Where to Start Rebalancing the Scales
This article is not a call for every street to be a pedestrian street (although it wouldn’t hurt). We could add 50 pedestrian streets covering 100 miles of city streets in majority-minority community areas across the south and west sides without achieving equal distribution of walkable street incentives. Let alone an equitable distribution that would encourage walkable retail and investment in communities that currently lack these neighborhood amenities. While Chicago ranks 4th in Smart Growth America’s “Foot Traffic Ahead” Walkable Urbanism Rankings, it drops down to 7th when Social Equity is factored in.
Pedestrian Streets are designations that aldermen and alderwomen could implement tomorrow based on community plans, which have already identified where local merchants, residents, shoppers, diners, etcetera want to foster walkable commercial corridors.
The reason this hasn’t happened is that an alderman’s focus cannot realistically be kept on every issue. An active chamber of commerce or community group has to champion a pedestrian street and explain the benefits, which can seem unimportant compared to other issues facing many south and west side communities.
As a matter of equity, city departments should implement Pedestrian Street designation changes based on existing community plans. Otherwise, they will continue only to exist where residents have free time and political power to push through implementation.

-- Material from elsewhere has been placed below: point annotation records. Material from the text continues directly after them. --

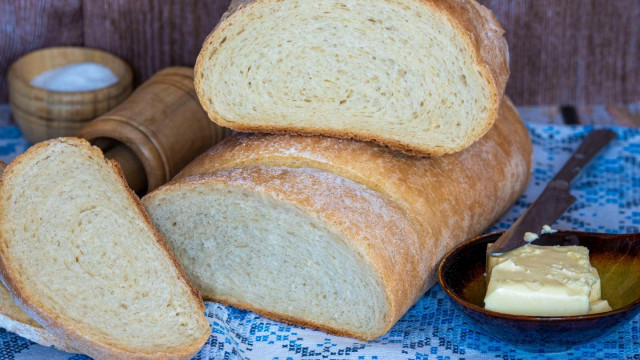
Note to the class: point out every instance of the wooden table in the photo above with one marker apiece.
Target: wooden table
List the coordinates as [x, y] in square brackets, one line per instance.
[607, 115]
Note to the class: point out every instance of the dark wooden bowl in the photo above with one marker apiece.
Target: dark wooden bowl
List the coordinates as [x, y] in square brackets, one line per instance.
[617, 258]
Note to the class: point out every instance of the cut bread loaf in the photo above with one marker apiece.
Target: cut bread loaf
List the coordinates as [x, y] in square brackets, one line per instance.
[14, 319]
[334, 234]
[80, 256]
[422, 76]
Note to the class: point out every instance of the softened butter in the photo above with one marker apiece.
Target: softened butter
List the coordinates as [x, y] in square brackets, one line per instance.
[544, 281]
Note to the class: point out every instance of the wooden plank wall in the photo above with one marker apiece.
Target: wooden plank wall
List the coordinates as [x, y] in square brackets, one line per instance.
[562, 52]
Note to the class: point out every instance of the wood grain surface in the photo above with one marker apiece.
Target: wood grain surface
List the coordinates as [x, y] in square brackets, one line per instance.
[26, 25]
[562, 52]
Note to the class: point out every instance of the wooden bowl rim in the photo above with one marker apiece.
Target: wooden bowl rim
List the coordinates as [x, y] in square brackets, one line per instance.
[527, 318]
[110, 91]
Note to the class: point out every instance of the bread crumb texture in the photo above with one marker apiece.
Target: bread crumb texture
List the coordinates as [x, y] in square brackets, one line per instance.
[403, 73]
[83, 258]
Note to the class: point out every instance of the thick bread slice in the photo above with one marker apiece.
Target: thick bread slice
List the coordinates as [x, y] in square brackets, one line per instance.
[422, 76]
[276, 241]
[452, 197]
[347, 246]
[80, 256]
[14, 319]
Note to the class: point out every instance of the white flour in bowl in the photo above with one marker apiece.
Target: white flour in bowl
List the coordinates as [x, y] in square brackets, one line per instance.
[85, 76]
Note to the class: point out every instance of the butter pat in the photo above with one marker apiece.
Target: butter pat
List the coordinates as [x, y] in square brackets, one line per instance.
[544, 281]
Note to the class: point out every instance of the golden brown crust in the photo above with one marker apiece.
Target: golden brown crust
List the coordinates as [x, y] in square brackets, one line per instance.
[52, 322]
[344, 206]
[482, 32]
[448, 199]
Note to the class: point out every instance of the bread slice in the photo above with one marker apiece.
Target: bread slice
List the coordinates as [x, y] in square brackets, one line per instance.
[425, 77]
[80, 256]
[14, 319]
[340, 235]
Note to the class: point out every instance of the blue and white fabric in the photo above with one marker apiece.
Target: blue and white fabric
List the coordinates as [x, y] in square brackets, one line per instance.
[608, 193]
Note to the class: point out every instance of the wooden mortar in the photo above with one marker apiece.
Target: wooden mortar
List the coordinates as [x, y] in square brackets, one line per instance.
[158, 130]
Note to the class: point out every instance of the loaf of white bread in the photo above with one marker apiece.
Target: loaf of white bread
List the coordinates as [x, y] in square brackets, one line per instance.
[339, 235]
[422, 76]
[86, 268]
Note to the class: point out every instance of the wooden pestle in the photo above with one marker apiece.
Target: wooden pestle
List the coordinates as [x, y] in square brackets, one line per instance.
[158, 130]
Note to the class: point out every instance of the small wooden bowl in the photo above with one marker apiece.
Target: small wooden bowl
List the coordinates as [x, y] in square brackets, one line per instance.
[617, 258]
[43, 114]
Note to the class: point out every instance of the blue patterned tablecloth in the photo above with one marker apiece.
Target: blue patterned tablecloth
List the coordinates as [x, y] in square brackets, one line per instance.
[608, 193]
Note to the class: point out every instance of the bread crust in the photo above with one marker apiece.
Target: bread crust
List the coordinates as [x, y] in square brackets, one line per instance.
[367, 233]
[52, 322]
[480, 30]
[448, 199]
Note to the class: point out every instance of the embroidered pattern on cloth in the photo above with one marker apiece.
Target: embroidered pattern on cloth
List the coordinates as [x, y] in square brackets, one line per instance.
[608, 193]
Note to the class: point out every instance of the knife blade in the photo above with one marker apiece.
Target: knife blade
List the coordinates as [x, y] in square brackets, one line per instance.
[555, 199]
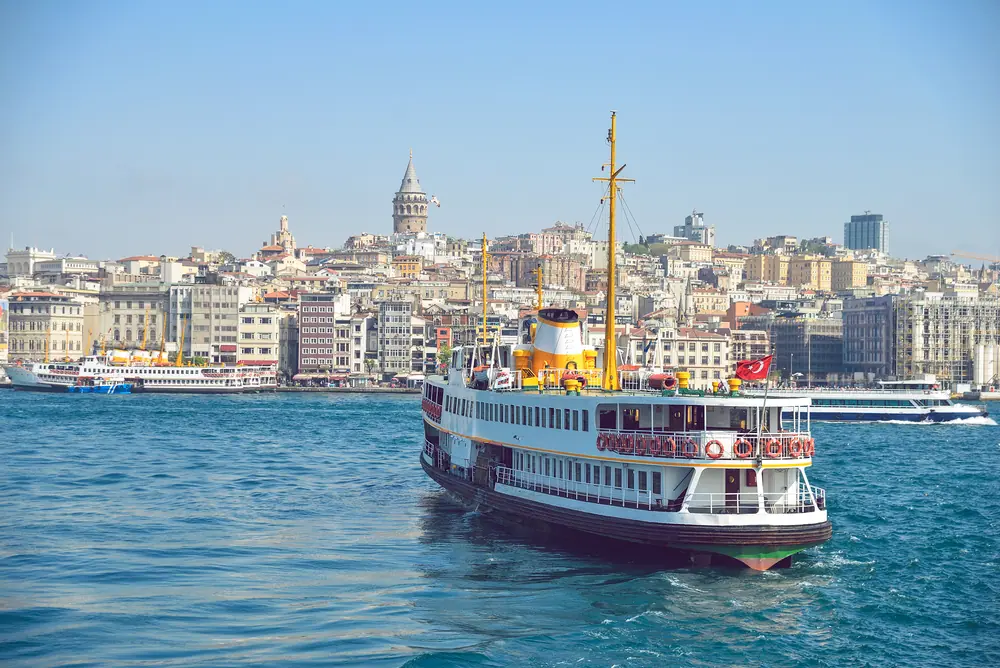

Which disproportionately describes communities that are not lacking in private investment currently.
Taking the existing Pedestrian Streets just south of Cermak (in green) and adding more than 25 mi of new Pedestrian Streets (in blue) would fail to equal the density of existing pedestrian streets on the north side.
Redefining the Existing Us-v-Them Paradigm
To break the positive feedback loop that continues to concentrate investment primarily in affluent areas, we need our incentives to be equitable. This idea means that development policies need to specifically favor areas that are not favored by the market currently. In other words, level the playing field when capital is flowing downhill to only one part of the field. However, this should not be used as an argument to oppose walkable development in wealthy neighborhoods. Or as a justification to freeze the expansion or creation of pedestrian streets in northside neighborhoods. Since these designations have undeniably improved the areas where they have been implemented. As Mayor Lightfoot has said, “This is not us versus them. Or neighborhoods versus downtown. We are in this together and will grow together.”
Maybe that means we could even get some real international definition pedestrian streets as part of redevelopment plans in neighborhoods starving for investment. One can dream.
Part Two of Four
This post is the second of four total posts in Nia’s Leadership blog. In the next two posts, I will discuss the Affordable Requirements and Transit-Oriented Development ordinances. In each, I will discuss:
- How they were first developed to address development issues in gentrifying and high development areas.
- How they have been adjusted to reduce barriers to development in low to moderate-income areas,
- What additionally can be done to get all the way there.
The 2008 Greater Englewood Community Plan highlighting Halsted as a pedestrian street. Although, it is still not officially designated as a pedestrian street by the city.